In past relationships I have endured, and in many instances, withstood. I have had my heart broken a few times.  I have had many relationships over the years; some good and some not so good.  I have been in relationships that were filled with anger and distrust and some that were fun and fulfilling. I have stayed in some relationships too long and left others too early.

As I look back on the relationships I have had I see one thing in common. All had something to teach me about myself and how I relate to others. In some cases I learned how to stand up and say no, in others I learned how to soften my stance. I did not know any of this at the time but as I look back and reflect on life, I can see how in some fashion I prospered in my growth as a human. I also learned what I did not want as opposed to what I did want to have in my life.

For sixteen years, I have been very blessed to be in a marriage with someone who is kind and nurturing, who always has my back and who has the ability to see me, hear me and listen without an agenda. Before I met Paul I was divorced and alone for almost six years. I did not even date during that time. Men would ask me out to dinner but I refused because I hadn't yet met anyone I wanted to share a meal with. My girlfriends would encourage me to go to dinner (it was a free meal) and I always responded with, "I am not willing to sit across the table from, and celebrate a meal with, someone I don't really like. Besides, I can buy my own dinner."

Then I met a European who was quite charming and very handsome. We dated for about five weeks and most of that five weeks was spent arguing. He was old school and was looking for someone to fix his meals, wash his clothes and be a companion. It did not take long for me to start calling him a chauvinistic pig while he chewed me out for dropping the F bomb too many times.  In his mind it was unladylike to say that word.  One afternoon while in the middle of one of our heated arguments, I had an ah-ha moment. I saw how I kept sticking with him, when there obviously was nothing between us, because I was needy. When the clarity hit, I stepped back and took a look at how often I stayed in unhappy relationships because of my need to be with someone and to feel wanted and okay. 

That was an eye opener for me, and with the insight, I was able to put an end to an unhealthy situation I had put myself into. I then took some time to do a review of my life and relationships and saw how often I sold out just so I could be "in a relationship." It looked like madness to me and I decided I was going to pay attention and make choices that would serve me in the long run. No more selling myself short in order to feel needed, connected and wanted. 

Then I met Paul. Neither of us were looking for a partner. We liked each other and were immediate friends and we remain friends until today. 

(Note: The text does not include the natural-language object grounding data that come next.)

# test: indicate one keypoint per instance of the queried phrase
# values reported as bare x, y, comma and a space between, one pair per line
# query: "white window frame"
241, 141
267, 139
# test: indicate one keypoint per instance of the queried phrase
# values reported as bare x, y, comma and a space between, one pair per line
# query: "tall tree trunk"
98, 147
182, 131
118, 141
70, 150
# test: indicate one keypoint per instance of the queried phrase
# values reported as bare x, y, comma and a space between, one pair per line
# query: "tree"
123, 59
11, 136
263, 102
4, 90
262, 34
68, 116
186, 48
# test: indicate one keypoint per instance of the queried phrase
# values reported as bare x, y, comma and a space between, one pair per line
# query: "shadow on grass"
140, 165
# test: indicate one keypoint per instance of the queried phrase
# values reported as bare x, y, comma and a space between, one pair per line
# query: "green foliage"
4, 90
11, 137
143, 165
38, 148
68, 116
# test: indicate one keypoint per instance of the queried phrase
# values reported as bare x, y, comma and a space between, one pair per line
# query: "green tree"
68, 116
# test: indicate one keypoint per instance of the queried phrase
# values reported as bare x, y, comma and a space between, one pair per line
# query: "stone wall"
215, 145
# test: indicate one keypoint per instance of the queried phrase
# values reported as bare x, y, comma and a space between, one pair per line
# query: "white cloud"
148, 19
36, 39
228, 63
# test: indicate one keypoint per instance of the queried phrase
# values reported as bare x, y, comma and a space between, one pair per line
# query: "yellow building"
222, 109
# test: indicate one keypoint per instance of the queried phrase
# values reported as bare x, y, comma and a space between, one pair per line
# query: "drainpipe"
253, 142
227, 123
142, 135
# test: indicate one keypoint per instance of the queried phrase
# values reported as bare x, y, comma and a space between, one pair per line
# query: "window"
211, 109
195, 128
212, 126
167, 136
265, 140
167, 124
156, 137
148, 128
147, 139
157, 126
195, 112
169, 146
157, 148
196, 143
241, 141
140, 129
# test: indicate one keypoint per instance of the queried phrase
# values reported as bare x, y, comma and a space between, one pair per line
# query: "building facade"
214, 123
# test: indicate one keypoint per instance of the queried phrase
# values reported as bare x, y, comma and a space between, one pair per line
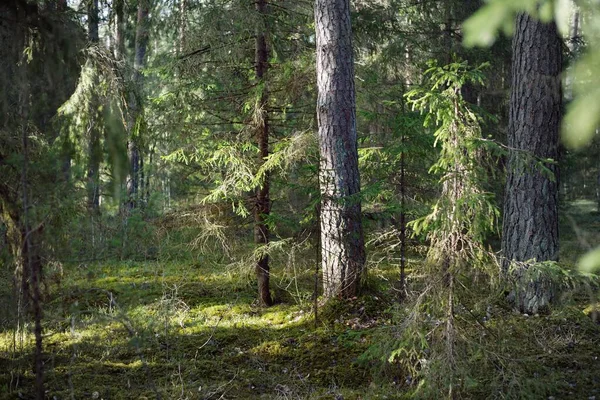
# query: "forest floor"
192, 330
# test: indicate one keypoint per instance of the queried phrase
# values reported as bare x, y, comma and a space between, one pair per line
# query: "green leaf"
590, 262
582, 120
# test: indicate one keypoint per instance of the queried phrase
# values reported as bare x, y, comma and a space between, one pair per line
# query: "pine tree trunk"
342, 241
119, 29
530, 228
262, 208
141, 44
94, 150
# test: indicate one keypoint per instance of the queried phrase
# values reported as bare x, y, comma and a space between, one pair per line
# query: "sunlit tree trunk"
133, 146
342, 241
119, 29
530, 228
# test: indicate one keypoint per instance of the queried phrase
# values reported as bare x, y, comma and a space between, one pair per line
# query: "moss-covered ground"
190, 329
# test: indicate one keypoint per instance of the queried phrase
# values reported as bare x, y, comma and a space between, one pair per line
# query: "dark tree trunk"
342, 241
263, 203
141, 44
94, 149
530, 227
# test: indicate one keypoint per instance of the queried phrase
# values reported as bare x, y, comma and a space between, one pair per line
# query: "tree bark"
530, 227
263, 202
342, 241
119, 30
94, 150
141, 44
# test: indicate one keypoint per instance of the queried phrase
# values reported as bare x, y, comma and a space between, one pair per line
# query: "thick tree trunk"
342, 241
141, 44
263, 202
530, 228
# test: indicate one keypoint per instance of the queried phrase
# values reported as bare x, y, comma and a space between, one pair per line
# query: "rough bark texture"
141, 44
530, 229
342, 241
119, 29
263, 202
94, 149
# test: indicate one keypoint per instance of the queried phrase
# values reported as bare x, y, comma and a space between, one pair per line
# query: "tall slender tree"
263, 202
342, 240
94, 149
133, 147
530, 227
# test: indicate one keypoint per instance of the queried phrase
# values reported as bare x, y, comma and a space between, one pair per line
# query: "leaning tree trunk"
342, 241
262, 207
530, 228
133, 146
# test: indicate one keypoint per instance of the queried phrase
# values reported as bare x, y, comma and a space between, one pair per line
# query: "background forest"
280, 199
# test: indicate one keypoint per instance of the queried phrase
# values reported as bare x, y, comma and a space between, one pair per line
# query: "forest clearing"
329, 199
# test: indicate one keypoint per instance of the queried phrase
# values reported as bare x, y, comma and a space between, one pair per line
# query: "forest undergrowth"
190, 329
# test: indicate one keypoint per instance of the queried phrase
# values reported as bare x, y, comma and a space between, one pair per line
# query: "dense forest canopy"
279, 199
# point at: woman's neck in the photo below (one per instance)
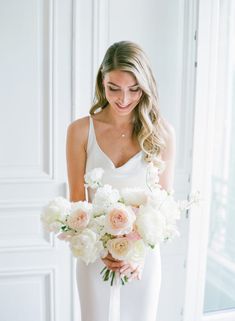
(117, 120)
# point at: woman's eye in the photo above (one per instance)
(113, 89)
(135, 89)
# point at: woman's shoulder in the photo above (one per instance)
(167, 129)
(78, 129)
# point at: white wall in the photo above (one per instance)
(50, 53)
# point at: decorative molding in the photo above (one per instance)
(49, 277)
(27, 231)
(44, 69)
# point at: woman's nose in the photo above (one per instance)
(124, 98)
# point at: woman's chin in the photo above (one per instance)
(123, 109)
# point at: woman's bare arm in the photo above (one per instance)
(166, 179)
(76, 143)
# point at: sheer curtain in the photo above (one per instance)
(220, 271)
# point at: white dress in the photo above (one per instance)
(139, 298)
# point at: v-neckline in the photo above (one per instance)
(106, 156)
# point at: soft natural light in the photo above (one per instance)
(220, 276)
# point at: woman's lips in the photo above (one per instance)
(123, 107)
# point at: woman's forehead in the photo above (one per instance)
(120, 77)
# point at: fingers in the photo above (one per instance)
(113, 265)
(132, 272)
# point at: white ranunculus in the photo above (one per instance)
(119, 219)
(80, 215)
(54, 213)
(86, 246)
(150, 225)
(94, 177)
(134, 196)
(105, 197)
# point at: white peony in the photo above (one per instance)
(150, 225)
(134, 196)
(54, 213)
(138, 251)
(119, 219)
(86, 246)
(120, 248)
(94, 177)
(105, 197)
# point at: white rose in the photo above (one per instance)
(105, 197)
(150, 225)
(134, 196)
(93, 178)
(96, 224)
(80, 215)
(86, 245)
(119, 219)
(54, 213)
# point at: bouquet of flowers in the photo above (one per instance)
(123, 223)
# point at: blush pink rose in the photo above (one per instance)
(119, 220)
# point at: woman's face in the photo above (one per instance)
(122, 91)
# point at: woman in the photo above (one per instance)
(123, 133)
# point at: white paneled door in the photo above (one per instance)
(49, 54)
(36, 271)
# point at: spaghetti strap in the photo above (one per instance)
(90, 134)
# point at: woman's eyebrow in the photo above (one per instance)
(111, 83)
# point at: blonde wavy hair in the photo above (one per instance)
(148, 124)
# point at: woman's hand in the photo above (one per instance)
(132, 271)
(113, 264)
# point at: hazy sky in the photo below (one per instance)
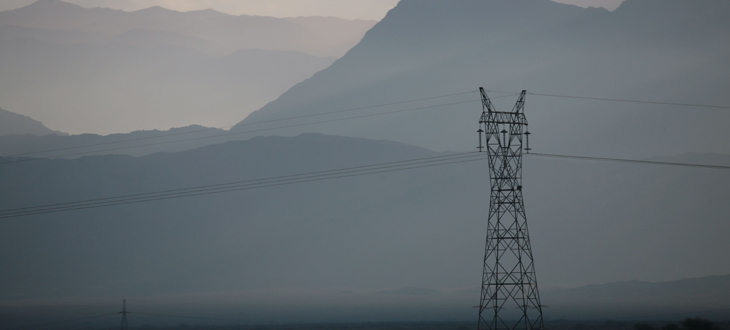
(350, 9)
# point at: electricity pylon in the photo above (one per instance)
(124, 313)
(509, 298)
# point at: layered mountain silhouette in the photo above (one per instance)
(105, 71)
(657, 50)
(14, 124)
(589, 222)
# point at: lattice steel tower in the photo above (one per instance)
(509, 298)
(124, 325)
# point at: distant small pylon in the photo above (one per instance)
(124, 313)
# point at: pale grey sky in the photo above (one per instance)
(350, 9)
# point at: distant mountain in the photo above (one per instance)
(655, 50)
(319, 36)
(15, 124)
(423, 228)
(637, 298)
(106, 71)
(136, 143)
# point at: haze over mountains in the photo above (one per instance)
(156, 68)
(656, 50)
(589, 223)
(390, 246)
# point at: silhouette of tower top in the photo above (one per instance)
(509, 297)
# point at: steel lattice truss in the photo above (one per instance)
(509, 298)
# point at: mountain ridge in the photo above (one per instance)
(539, 46)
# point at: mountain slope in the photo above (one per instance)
(671, 51)
(227, 32)
(13, 123)
(106, 71)
(589, 222)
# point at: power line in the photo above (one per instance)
(193, 317)
(61, 322)
(628, 101)
(245, 185)
(243, 124)
(242, 132)
(295, 179)
(634, 161)
(313, 123)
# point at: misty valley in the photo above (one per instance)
(203, 170)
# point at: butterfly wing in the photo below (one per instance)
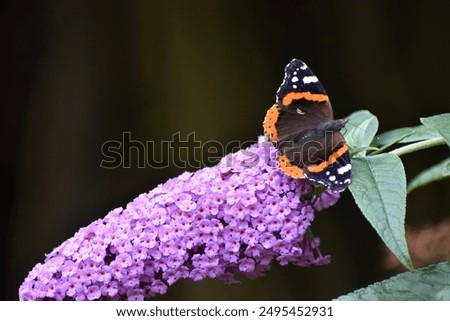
(308, 139)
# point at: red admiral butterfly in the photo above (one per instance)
(302, 126)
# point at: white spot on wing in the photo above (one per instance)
(309, 79)
(344, 169)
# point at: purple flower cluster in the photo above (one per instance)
(231, 219)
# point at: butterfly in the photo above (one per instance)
(302, 126)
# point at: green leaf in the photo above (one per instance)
(430, 283)
(359, 131)
(441, 123)
(393, 136)
(432, 174)
(379, 188)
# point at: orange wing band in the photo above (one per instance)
(270, 121)
(332, 159)
(321, 98)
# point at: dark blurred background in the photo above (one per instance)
(76, 74)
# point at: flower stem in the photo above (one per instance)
(418, 146)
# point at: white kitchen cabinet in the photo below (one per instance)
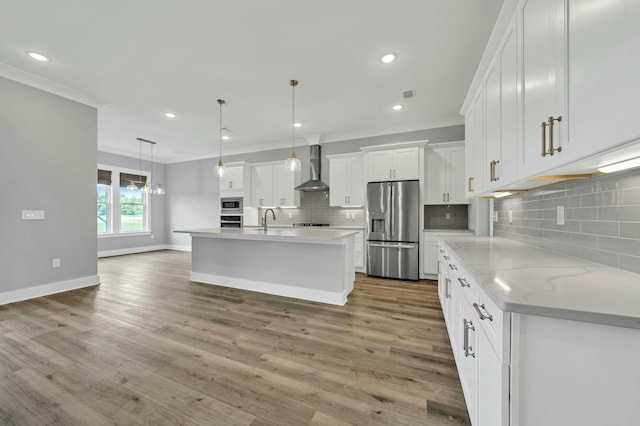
(501, 114)
(393, 164)
(359, 250)
(474, 146)
(346, 180)
(604, 70)
(479, 335)
(445, 176)
(236, 182)
(284, 183)
(273, 186)
(544, 115)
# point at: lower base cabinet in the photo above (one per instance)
(529, 370)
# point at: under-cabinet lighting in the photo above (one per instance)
(502, 284)
(502, 194)
(623, 165)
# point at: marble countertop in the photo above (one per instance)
(327, 236)
(523, 279)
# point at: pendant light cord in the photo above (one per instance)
(293, 84)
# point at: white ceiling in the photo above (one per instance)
(139, 59)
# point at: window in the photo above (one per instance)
(104, 201)
(122, 206)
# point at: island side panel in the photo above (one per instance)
(318, 272)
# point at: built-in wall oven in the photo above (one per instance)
(231, 212)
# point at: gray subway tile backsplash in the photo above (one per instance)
(602, 219)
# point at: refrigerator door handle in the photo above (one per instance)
(398, 246)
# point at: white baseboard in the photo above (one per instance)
(48, 289)
(178, 248)
(271, 288)
(131, 250)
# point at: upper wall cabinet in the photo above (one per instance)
(543, 89)
(557, 91)
(237, 181)
(346, 180)
(604, 72)
(393, 164)
(501, 112)
(273, 186)
(444, 176)
(474, 146)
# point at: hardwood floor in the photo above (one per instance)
(149, 347)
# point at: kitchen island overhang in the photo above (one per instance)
(309, 264)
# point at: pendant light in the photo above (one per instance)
(292, 163)
(156, 188)
(220, 169)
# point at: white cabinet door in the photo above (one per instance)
(406, 164)
(501, 118)
(284, 183)
(430, 254)
(339, 181)
(380, 165)
(455, 175)
(393, 164)
(474, 146)
(261, 186)
(604, 73)
(543, 86)
(436, 179)
(469, 367)
(356, 182)
(493, 385)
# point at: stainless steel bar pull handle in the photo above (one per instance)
(544, 138)
(464, 283)
(481, 315)
(468, 325)
(551, 148)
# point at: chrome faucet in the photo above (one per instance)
(264, 220)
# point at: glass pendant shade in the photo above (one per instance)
(220, 169)
(292, 163)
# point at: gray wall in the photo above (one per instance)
(602, 219)
(157, 222)
(192, 198)
(47, 162)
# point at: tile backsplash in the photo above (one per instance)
(602, 219)
(455, 216)
(315, 208)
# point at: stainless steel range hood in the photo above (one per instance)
(314, 183)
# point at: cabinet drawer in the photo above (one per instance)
(495, 323)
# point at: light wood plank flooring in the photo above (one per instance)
(149, 347)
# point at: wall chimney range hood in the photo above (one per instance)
(314, 183)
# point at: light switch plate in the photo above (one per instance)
(32, 214)
(560, 215)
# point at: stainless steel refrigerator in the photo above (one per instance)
(393, 229)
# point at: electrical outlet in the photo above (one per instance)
(560, 215)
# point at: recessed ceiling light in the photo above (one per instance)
(388, 58)
(38, 57)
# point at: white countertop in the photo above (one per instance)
(297, 235)
(524, 279)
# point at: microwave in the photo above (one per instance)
(231, 205)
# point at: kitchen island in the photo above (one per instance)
(309, 264)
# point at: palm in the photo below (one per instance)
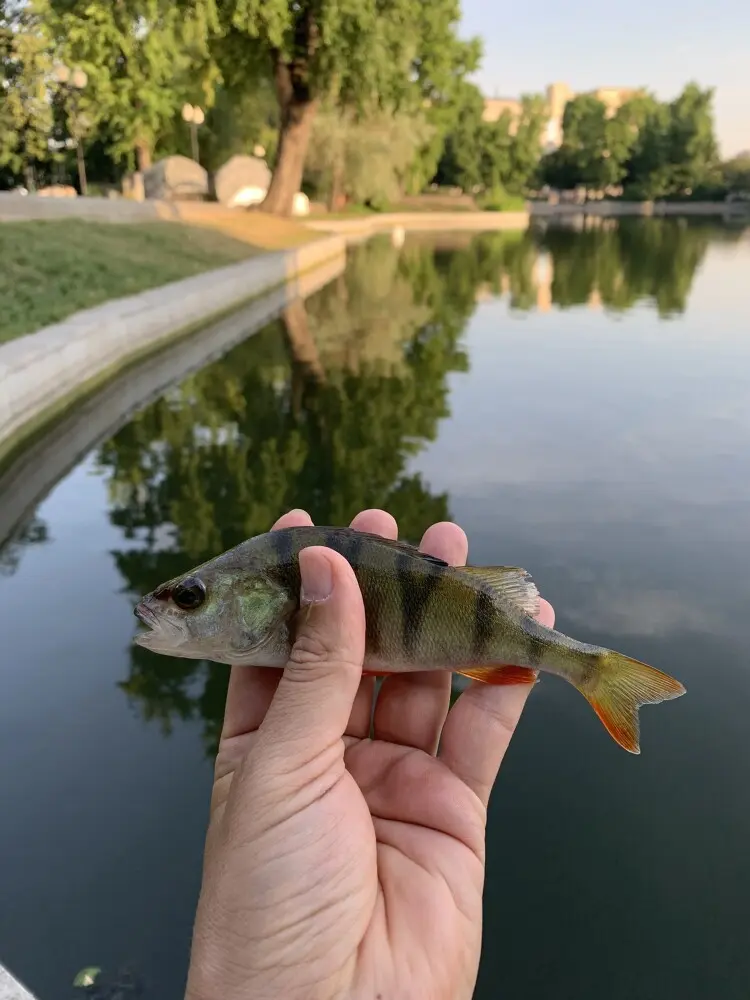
(355, 868)
(429, 831)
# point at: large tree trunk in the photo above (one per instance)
(298, 110)
(143, 155)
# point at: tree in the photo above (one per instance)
(676, 149)
(242, 116)
(737, 172)
(460, 163)
(356, 53)
(365, 160)
(144, 59)
(494, 154)
(25, 68)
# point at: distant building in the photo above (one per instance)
(558, 95)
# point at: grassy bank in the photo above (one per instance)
(49, 270)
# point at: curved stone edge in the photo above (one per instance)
(11, 989)
(414, 222)
(44, 372)
(45, 460)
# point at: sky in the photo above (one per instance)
(657, 44)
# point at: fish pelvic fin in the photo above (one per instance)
(505, 674)
(618, 688)
(511, 583)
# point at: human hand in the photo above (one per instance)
(339, 866)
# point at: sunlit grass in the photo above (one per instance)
(49, 270)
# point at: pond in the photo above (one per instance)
(578, 399)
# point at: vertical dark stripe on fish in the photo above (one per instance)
(286, 570)
(484, 613)
(283, 544)
(415, 590)
(373, 597)
(353, 547)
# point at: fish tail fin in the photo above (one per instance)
(618, 688)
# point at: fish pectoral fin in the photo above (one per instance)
(507, 674)
(511, 582)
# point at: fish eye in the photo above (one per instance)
(189, 594)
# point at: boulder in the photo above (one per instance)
(176, 178)
(58, 191)
(243, 180)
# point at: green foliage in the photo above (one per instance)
(638, 260)
(325, 409)
(497, 199)
(52, 269)
(26, 54)
(144, 59)
(595, 146)
(353, 51)
(736, 173)
(239, 120)
(495, 155)
(365, 160)
(363, 55)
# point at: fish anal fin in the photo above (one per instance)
(506, 674)
(511, 583)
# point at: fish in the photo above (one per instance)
(242, 608)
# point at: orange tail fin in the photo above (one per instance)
(622, 685)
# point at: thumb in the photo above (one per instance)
(313, 701)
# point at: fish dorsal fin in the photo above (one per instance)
(398, 545)
(510, 582)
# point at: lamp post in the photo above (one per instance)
(72, 83)
(194, 116)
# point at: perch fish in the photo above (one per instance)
(421, 614)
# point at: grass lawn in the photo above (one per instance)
(49, 270)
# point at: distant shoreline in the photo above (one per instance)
(647, 209)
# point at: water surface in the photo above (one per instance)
(580, 402)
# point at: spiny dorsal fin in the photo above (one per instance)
(510, 582)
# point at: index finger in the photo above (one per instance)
(480, 725)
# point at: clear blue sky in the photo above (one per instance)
(659, 44)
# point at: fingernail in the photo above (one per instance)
(317, 578)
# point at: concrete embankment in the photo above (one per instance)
(43, 373)
(414, 222)
(643, 209)
(40, 464)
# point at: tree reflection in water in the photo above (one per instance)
(326, 406)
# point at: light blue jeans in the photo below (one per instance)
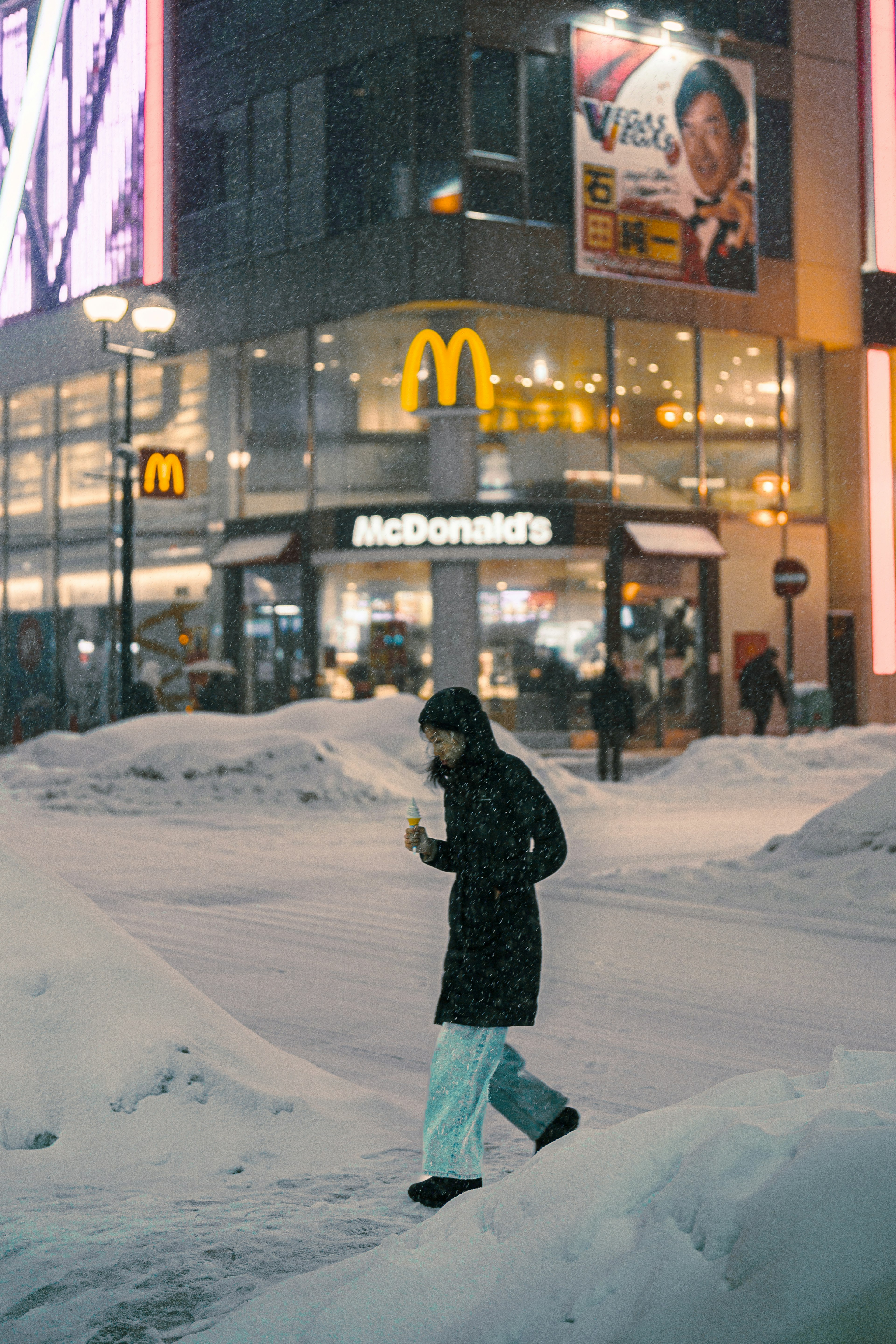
(473, 1066)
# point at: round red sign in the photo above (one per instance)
(30, 644)
(791, 577)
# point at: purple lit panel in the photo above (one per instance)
(15, 295)
(89, 155)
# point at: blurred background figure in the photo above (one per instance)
(613, 714)
(761, 682)
(216, 686)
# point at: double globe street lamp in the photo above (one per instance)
(154, 315)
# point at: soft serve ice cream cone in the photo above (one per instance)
(413, 818)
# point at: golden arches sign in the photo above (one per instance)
(447, 360)
(168, 471)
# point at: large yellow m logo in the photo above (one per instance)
(447, 358)
(170, 474)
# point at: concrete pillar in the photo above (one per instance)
(455, 470)
(456, 624)
(456, 585)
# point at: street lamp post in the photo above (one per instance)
(155, 315)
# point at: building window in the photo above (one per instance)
(369, 142)
(774, 179)
(756, 21)
(214, 185)
(269, 173)
(549, 135)
(495, 95)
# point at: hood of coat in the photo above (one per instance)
(460, 710)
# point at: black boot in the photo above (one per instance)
(565, 1124)
(438, 1190)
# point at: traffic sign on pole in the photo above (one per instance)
(791, 577)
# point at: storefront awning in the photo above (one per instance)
(679, 541)
(271, 549)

I have experienced the greater part of my soul healing since having Paul in my life. We made a vow to love and support each other, not only when we are feeling good and have it all together, but also when we are in a space of clearly forgetting who we are. Over the years our relationship has deepened as we stay true to each other and to our Anam Cara commitment.  We do not always agree on everything but we remain steadfast in our love and our promise to hear each other and to be honest. I am grateful for this partnership of love and keep giving my soul permission to take in all the love as I let the healing unfold.